Durch die Ausführungen fühlte ich mich angesprochen, diese Ausbildung zu machen, um dann als Notfallseelsorgern Dienst zu tun. Die Einsatzkräfte der NFS, die an diesem Abend von ihrem Dienst berichtet haben, waren sehr überzeugend. Ihre ehrlichen Aussagen haben mich sehr berührt.

An diesem Abend habe ich mich an den Satz eines Priesters erinnert: „Jeder Mensch hat von Gott gegebene Talente, die man zum Wohl für andere Menschen einsetzen soll“. Ich habe in mich hineingespürt und entdeckt, dass sich diese Tätigkeit für mich authentisch und echt anfühlt und zu mir passt.

Den Impuls: Hingehen – Dasein – Aushalten, den sich die NFS zum Leitsatz gemacht hat, habe ich schon früh in meinem Leben umgesetzt. In der Vergangenheit habe ich einige Menschen zum Ende ihres Lebensweges begleitet, sowie einer Familie in einer schweren Zeit im Tun, aber auch im Gebet beigestanden. Insgesamt ist es mir ein Anliegen, das mir von Gott geschenkte Talent für andere einzusetzen.

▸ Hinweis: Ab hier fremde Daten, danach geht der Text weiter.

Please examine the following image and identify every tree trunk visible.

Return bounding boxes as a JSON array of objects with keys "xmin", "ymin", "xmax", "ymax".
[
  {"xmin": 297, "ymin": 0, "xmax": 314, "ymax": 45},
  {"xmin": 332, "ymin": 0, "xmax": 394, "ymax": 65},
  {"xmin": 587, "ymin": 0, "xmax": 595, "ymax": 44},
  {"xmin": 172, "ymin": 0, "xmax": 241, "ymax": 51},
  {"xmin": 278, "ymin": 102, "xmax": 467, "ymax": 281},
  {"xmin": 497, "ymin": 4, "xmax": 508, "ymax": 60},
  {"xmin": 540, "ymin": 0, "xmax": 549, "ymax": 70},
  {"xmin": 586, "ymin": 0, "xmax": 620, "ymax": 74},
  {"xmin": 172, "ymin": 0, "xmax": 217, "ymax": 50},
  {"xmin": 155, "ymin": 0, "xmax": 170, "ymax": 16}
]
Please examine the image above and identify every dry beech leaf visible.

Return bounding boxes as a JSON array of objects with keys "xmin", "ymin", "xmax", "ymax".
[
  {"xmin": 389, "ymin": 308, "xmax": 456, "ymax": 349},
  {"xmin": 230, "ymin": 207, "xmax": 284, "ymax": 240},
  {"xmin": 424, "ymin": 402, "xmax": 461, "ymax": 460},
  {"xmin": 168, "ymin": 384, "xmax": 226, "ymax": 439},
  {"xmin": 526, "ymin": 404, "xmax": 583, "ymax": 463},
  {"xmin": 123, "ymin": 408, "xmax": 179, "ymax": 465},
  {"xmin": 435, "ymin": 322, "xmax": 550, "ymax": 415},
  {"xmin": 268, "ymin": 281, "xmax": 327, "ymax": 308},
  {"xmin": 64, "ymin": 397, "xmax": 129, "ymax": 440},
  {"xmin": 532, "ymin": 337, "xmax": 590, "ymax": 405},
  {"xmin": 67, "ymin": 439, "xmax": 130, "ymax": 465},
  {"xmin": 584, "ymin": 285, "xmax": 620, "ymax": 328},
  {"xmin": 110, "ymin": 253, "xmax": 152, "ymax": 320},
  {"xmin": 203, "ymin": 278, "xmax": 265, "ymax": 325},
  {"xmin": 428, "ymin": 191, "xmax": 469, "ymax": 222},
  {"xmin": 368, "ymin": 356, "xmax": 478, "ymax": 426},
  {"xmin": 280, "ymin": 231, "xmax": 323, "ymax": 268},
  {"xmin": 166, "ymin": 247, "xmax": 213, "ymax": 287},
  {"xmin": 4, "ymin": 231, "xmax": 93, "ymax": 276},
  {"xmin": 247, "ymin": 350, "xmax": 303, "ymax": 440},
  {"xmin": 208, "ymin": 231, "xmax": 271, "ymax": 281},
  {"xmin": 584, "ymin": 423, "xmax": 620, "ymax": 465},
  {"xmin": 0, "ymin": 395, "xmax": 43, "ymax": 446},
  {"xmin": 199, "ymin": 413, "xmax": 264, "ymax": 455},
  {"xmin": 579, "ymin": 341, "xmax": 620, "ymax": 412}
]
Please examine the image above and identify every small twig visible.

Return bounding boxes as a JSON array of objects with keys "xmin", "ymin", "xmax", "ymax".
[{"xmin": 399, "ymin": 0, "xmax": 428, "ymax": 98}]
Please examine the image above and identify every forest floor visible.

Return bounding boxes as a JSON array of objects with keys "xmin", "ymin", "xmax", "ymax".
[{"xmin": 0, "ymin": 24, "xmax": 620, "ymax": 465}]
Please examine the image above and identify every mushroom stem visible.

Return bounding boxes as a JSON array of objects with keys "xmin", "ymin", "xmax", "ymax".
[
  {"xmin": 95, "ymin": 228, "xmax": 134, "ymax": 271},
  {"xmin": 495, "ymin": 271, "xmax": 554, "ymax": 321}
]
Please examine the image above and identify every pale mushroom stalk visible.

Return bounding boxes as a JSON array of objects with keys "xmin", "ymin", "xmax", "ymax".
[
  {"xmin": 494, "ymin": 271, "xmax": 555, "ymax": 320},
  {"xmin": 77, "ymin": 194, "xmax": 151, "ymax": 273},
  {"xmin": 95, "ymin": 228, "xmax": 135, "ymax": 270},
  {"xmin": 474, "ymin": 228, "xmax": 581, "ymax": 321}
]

Bitte beschreibe Deinen Dienst bei der NFS. Wie können wir uns Deinen Einsatz vorstellen?

Wir arbeiten eng mit dem Kriseninterventionsteam (KIT) des BRK sowie anderen Einrichtungen zusammen und tragen uns in einen gemeinsamen 24stündigen Dienstplan ein. Vom Hintergrunddienst des BRK werden wir bei einem Einsatz alarmiert und fahren dann immer zu zweit zum Einsatzort. Wir arbeiten ökumenisch und stehen Menschen aller Glaubensüberzeugungen zur Verfügung. Unsere Einsatzarten sind z. B. häusliche Todesfälle, Unglücke, Verkehrsunfälle, plötzlicher Kindstod, sog. „Großschadenslagen“ wie z. B. Hochwasser und recht häufig auch die Überbringung einer Todesnachricht. Wir übernehmen die Betreuung von akut seelisch traumatisierten und trauernden Menschen, zeitnah nach dem Ereignis. Für die Menschen, zu denen wir gehen, ist plötzlich nichts mehr so wie es war. Es ist für sie wichtig, dass wir einfach nur da sind, um mit ihnen ihr Leid auszuhalten – das ist in diesem Moment das Wichtigste.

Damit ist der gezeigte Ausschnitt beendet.